Besonders schwierig ist die Situation für Frauen und Homosexuelle. Letzteren drohen wegen ihrer Homosexualität bis zu fünf Jahre Haft. Auch für Frauen gilt das Recht der Scharia. Wenn eine Frau vergewaltigt wird und sie es anzeigt, dann muss sie damit rechnen, wegen außerehelichem Geschlechtsverkehrs verurteilt zu werden. Haftstrafen drohen auch beim Konsum von Alkohol in der Öffentlichkeit und sogar Peitschenhiebe.

Bei der WM geht es um Glaubwürdigkeit und um unsere eigenen Werte

Die WM ist ein weltoffenes Turnier, das für Toleranz stehen sollte.

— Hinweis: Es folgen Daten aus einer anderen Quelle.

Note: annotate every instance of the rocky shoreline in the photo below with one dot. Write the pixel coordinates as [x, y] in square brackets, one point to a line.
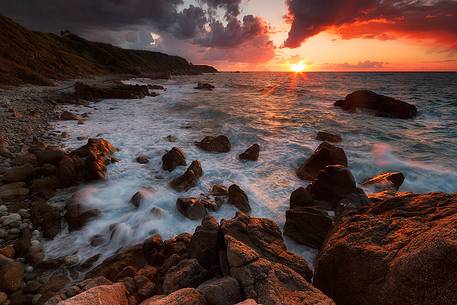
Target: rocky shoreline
[382, 248]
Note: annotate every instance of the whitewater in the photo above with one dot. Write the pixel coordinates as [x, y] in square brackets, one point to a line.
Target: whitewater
[282, 112]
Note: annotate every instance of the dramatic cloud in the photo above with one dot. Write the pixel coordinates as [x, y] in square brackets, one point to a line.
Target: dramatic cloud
[129, 23]
[381, 19]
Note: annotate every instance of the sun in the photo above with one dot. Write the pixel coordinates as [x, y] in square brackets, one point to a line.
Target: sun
[298, 67]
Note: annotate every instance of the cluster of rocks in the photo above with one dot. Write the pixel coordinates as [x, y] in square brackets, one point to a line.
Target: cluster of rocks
[238, 261]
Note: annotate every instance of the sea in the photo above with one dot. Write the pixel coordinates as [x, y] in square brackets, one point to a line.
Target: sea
[282, 112]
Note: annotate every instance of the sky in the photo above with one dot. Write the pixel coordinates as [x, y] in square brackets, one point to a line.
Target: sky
[264, 35]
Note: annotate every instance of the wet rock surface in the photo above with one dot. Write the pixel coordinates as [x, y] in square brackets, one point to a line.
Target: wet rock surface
[402, 250]
[382, 105]
[325, 154]
[219, 144]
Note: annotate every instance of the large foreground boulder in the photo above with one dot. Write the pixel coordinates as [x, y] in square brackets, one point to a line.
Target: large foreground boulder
[219, 144]
[325, 154]
[173, 158]
[382, 105]
[100, 295]
[399, 251]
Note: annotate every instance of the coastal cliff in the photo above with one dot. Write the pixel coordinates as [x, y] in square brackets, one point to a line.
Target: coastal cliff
[29, 57]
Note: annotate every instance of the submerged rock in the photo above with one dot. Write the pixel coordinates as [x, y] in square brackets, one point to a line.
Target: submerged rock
[400, 251]
[238, 198]
[382, 105]
[328, 137]
[220, 144]
[385, 182]
[251, 154]
[173, 158]
[325, 154]
[204, 86]
[189, 179]
[191, 208]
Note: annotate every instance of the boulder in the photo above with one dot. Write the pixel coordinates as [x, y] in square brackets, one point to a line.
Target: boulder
[385, 182]
[336, 185]
[238, 198]
[139, 197]
[189, 179]
[100, 295]
[325, 154]
[191, 208]
[69, 116]
[47, 218]
[173, 158]
[204, 86]
[77, 214]
[219, 144]
[86, 163]
[260, 238]
[204, 244]
[399, 251]
[328, 137]
[308, 225]
[19, 173]
[113, 90]
[11, 276]
[186, 296]
[221, 291]
[380, 104]
[142, 159]
[187, 273]
[251, 154]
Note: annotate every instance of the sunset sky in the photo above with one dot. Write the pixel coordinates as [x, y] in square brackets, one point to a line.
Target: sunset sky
[324, 35]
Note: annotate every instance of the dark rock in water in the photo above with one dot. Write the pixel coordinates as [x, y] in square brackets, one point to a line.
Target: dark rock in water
[336, 185]
[191, 208]
[398, 251]
[76, 214]
[308, 225]
[204, 86]
[11, 276]
[238, 198]
[189, 179]
[173, 158]
[142, 159]
[69, 116]
[187, 274]
[110, 91]
[221, 291]
[156, 87]
[86, 163]
[381, 104]
[220, 144]
[139, 197]
[219, 190]
[385, 182]
[328, 137]
[185, 296]
[204, 246]
[266, 271]
[251, 154]
[325, 154]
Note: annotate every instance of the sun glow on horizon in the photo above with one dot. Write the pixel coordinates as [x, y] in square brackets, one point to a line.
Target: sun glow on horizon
[298, 67]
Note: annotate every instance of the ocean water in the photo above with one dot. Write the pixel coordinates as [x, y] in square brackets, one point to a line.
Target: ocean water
[282, 112]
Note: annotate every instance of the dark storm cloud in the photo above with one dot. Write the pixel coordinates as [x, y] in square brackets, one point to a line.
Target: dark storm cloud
[382, 19]
[129, 23]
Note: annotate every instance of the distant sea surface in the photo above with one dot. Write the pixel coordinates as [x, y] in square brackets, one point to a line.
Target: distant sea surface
[282, 112]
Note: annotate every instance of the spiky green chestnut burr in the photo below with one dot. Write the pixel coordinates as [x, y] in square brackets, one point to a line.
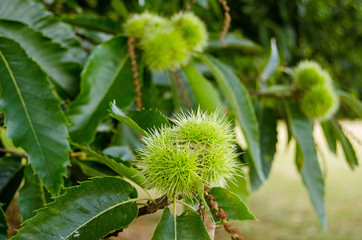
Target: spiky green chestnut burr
[193, 30]
[212, 139]
[200, 147]
[319, 103]
[309, 74]
[164, 49]
[138, 23]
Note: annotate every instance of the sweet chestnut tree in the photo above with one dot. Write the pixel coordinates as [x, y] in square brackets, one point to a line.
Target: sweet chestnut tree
[132, 95]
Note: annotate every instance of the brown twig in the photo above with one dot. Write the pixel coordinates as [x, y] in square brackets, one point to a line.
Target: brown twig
[132, 54]
[13, 153]
[222, 215]
[177, 77]
[227, 20]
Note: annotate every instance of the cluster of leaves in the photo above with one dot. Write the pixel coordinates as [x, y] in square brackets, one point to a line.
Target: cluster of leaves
[56, 85]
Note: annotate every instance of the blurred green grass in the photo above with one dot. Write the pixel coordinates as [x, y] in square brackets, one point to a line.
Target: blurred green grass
[283, 208]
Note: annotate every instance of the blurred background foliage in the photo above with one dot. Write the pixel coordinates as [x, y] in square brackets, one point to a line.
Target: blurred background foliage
[326, 30]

Klar kann man sagen: Ein Boykott der WM würde die Rechte der Menschen dort wegen fehlender Aufmerksamkeit nur noch mehr schwächen.

Ich finde aber: Bei dieser Sache geht es um unsere eigene Glaubwürdigkeit und um unsere Werte. Wenn wir Katar gewähren lassen, wie sollen wir als demokratisches Land jemals wieder andere für ihren Umgang mit Menschenrechten kritisieren, wenn wir den Gegnern dieser Rechte bei dieser WM zujubeln?

Ich würde sagen: Es ist naiv zu glauben, dass ohne einen Boykott in Katar alles dauerhaft besser wird.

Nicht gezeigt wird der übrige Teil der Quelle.